I was looking for a quick way to calculate the median of a list of numbers and came across this:
function array_median($array) {
  // perhaps all non numeric values should filtered out of $array here?
  $iCount = count($array);
  if ($iCount == 0) {
    return null;
  }
  // if we're down here it must mean $array
  // has at least 1 item in the array.
  $middle_index = floor($iCount / 2);
  sort($array, SORT_NUMERIC);
  $median = $array[$middle_index]; // assume an odd # of items
  // Handle the even case by averaging the middle 2 items
  if ($iCount % 2 == 0) {
    $median = ($median + $array[$middle_index - 1]) / 2;
  }
  return $median;
}
This approach using sort() makes sense and is certainly the obvious approach. However, I was curious if a median heap would be faster.  What was surprising was that when I implemented a simple median heap it is consistently significantly slower than the above method.

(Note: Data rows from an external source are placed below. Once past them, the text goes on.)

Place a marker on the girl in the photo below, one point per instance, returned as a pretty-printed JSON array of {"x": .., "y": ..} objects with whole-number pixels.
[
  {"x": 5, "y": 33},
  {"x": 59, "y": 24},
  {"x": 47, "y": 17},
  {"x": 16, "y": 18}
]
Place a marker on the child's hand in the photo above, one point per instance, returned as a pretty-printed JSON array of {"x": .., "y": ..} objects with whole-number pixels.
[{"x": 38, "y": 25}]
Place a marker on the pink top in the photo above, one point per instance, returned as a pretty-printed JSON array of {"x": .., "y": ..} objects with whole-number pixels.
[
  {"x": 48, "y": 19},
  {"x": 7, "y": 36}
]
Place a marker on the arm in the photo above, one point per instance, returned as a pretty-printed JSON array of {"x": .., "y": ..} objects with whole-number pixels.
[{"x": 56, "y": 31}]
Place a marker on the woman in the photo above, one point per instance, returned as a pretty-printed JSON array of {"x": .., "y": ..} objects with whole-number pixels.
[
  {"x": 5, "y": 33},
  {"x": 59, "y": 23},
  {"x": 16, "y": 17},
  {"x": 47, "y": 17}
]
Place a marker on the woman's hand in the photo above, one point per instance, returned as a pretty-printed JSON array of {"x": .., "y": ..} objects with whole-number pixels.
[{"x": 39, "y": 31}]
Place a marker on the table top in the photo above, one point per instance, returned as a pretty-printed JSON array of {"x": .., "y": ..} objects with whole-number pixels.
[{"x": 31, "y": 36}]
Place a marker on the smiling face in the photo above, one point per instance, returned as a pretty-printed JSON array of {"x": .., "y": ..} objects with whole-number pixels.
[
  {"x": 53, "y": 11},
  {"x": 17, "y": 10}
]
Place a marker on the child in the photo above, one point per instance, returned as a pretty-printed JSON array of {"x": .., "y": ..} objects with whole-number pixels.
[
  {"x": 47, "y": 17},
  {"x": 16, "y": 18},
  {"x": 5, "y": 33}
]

My simple MedianHeap class:
class MedianHeap{
private $lowerHeap;
private $higherHeap;
private $numbers = [];
public function __construct($numbers = null)
{
    $this->lowerHeap = new SplMaxHeap();
    $this->higherHeap = new SplMinHeap();
    if (count($numbers)) {
        $this->insertArray($numbers);   
    }
}
public function insertArray ($numbers) {
    foreach($numbers as $number) {
        $this->insert($number);
    }
}
public function insert($number)
{
    $this->numbers[] = $number;
    if ($this->lowerHeap->count() == 0 || $number < $this->lowerHeap->top()) {
        $this->lowerHeap->insert($number);
    } else {
        $this->higherHeap->insert($number);
    }
    $this->balance();
}
protected function balance()
{
    $biggerHeap = $this->lowerHeap->count() > $this->higherHeap->count() ? $this->lowerHeap : $this->higherHeap;
    $smallerHeap = $this->lowerHeap->count() > $this->higherHeap->count() ? $this->higherHeap : $this->lowerHeap;
    if ($biggerHeap->count() - $smallerHeap->count() >= 2) {
        $smallerHeap->insert($biggerHeap->extract());
    }
}
public function getMedian()
{
    if (!count($this->numbers)) {
        return null;
    }
    $biggerHeap = $this->lowerHeap->count() > $this->higherHeap->count() ? $this->lowerHeap : $this->higherHeap;
    $smallerHeap = $this->lowerHeap->count() > $this->higherHeap->count() ? $this->higherHeap : $this->lowerHeap;
    if ($biggerHeap->count() == $smallerHeap->count()) {
        return ($biggerHeap->top() + $smallerHeap->top())/2;
    } else {
        return $biggerHeap->top();
    }
}
}
And then the code to benchmark:
$array = [];
for($i=0; $i<100000; $i++) {
     $array[] = mt_rand(1,100000) / mt_rand(1,10000);
}
$t = microtime(true);
echo array_median($array);
echo PHP_EOL . 'Sort Median: ' . (microtime(true) - $t) . ' seconds';
echo PHP_EOL;
$t = microtime(true);
$list = new MedianHeap($array);
echo $list->getMedian();
echo PHP_EOL . 'Heap Median: '. (microtime(true) - $t) . ' seconds';
Is there something in PHP that makes using heaps for this inefficient somehow or is there something wrong with my implemenation?